Bulgarian consumer price inflation of 6.9% in May constituted a 32-month high, but Slovakia’s 2-month low CPI reading of 3.8% was 0.1 percentage point lower than in April.

After a 30-month high Croatian CPI inflation rate of 5.8% in April, such settled back to a 2-month low of 5.2%.

German wholesale prices dipped 0.6% in May. their 5.9% year-on-year increase was down from April’s 58-month high of 6.3%.

Wholesale price inflation in India accelerated to a 44-month high in May of 9.68%. That’s almost as far above as the 4.2% low in June 2023 as the May 2022 high of 16.6%. Wholesale price inflation for the fuel component was also at a 44-month high, the the manufacturing and food components respectively were at 45- and 14-month highs.

From a multi-year high of 19.6 in May, this month’s reading of the Empire State manufacturing survey index settled back to a 3-month low of 5.7 this month.

The U.S. housing market monthly index compiled by the National Association of Home Builders, which has ranged between 30 and 90 since early 2020, slipped to 35 this month from 37 in May and 34 in April. Canadian housing starts exceeded expectations last month.

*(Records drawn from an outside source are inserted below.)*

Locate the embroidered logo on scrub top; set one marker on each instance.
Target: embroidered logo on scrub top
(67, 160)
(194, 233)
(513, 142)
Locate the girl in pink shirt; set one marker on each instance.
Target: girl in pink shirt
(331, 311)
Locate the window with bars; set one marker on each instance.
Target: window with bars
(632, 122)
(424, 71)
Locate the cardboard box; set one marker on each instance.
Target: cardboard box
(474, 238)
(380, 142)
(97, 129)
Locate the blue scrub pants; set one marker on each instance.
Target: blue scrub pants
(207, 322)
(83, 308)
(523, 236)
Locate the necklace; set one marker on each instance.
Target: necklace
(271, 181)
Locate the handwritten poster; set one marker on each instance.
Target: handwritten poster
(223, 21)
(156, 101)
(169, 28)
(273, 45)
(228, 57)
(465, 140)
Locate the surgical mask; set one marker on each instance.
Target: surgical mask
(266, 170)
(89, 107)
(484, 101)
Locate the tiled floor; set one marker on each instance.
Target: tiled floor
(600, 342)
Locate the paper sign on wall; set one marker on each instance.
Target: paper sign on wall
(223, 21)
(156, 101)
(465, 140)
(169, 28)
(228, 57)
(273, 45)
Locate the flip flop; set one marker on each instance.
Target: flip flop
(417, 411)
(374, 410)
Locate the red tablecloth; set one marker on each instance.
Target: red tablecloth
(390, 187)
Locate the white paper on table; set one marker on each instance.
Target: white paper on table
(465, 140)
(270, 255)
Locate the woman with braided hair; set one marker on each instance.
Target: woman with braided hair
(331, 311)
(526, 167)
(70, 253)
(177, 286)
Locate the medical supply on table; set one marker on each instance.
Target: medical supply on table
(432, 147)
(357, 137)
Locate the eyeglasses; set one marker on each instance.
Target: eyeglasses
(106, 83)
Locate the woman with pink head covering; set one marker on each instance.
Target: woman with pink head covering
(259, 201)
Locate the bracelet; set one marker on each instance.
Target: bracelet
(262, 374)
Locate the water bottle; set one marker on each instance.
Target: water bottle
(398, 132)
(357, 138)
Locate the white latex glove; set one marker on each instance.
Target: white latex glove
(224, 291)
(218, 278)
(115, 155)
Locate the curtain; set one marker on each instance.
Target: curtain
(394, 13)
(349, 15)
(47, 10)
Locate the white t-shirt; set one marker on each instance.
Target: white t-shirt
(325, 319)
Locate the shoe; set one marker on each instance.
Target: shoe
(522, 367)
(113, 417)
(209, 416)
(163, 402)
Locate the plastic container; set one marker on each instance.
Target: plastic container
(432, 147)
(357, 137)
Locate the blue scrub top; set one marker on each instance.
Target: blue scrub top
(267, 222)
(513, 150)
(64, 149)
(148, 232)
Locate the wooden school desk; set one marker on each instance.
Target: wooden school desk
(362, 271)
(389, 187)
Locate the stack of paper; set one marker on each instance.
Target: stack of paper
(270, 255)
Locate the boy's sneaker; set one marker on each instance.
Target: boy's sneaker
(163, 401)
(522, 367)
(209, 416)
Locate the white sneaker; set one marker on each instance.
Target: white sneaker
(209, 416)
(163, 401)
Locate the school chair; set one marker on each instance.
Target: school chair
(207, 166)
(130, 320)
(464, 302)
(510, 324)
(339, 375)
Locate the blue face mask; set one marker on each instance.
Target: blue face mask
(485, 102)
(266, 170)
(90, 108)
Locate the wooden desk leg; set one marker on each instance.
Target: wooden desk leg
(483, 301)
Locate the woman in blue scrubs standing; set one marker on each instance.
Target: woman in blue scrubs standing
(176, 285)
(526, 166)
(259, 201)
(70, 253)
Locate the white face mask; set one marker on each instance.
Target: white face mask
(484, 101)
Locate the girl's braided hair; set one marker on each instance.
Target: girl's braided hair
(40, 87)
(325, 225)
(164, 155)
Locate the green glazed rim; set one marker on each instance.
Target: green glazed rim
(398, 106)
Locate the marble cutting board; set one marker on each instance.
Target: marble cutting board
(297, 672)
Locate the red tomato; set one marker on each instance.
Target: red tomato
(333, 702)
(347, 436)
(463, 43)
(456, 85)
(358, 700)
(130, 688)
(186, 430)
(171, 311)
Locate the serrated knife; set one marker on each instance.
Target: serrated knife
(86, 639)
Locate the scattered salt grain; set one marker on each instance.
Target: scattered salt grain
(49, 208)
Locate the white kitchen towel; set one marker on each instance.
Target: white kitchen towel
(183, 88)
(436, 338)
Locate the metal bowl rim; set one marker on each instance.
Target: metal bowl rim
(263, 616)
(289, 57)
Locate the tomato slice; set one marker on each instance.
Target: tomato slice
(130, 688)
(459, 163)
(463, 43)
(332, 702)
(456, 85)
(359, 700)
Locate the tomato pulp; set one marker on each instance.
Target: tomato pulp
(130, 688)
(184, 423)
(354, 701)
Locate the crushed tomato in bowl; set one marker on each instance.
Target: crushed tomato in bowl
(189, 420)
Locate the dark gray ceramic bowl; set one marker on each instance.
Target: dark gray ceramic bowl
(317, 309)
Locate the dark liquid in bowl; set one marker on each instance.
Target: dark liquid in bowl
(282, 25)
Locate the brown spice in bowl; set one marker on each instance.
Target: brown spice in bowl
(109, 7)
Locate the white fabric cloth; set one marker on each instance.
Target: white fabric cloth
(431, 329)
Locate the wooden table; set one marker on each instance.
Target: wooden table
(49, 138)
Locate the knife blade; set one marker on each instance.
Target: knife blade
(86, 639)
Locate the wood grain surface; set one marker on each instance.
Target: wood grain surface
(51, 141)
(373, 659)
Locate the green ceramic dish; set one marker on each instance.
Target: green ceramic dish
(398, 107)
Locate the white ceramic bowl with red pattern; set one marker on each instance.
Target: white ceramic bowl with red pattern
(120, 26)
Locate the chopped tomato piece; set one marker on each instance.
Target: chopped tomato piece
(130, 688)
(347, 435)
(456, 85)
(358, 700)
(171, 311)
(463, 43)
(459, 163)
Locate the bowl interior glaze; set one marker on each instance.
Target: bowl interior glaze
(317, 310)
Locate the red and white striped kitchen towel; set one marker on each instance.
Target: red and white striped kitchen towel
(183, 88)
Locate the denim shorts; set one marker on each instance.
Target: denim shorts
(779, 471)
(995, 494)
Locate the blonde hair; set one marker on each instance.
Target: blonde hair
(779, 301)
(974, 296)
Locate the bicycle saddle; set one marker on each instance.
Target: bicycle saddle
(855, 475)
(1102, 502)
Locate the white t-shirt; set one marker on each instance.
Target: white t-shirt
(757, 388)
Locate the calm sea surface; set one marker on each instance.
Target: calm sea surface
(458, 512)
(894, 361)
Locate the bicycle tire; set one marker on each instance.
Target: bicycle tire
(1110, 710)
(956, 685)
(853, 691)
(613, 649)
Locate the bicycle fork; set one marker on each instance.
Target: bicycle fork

The State Bank of Pakistan‘s policy interest rate was left unchanged after today’s scheduled review at 11.5%. That marginally lower than the May consumer price inflation reading of 11.7% and well above the 5-7% targeted range. “The Committee noted that global oil prices have eased following the recent positive geopolitical developments,” according to a released statement. At peak, the central bank’s interest rate had been held at 22.0% from May 2023 until June 2024.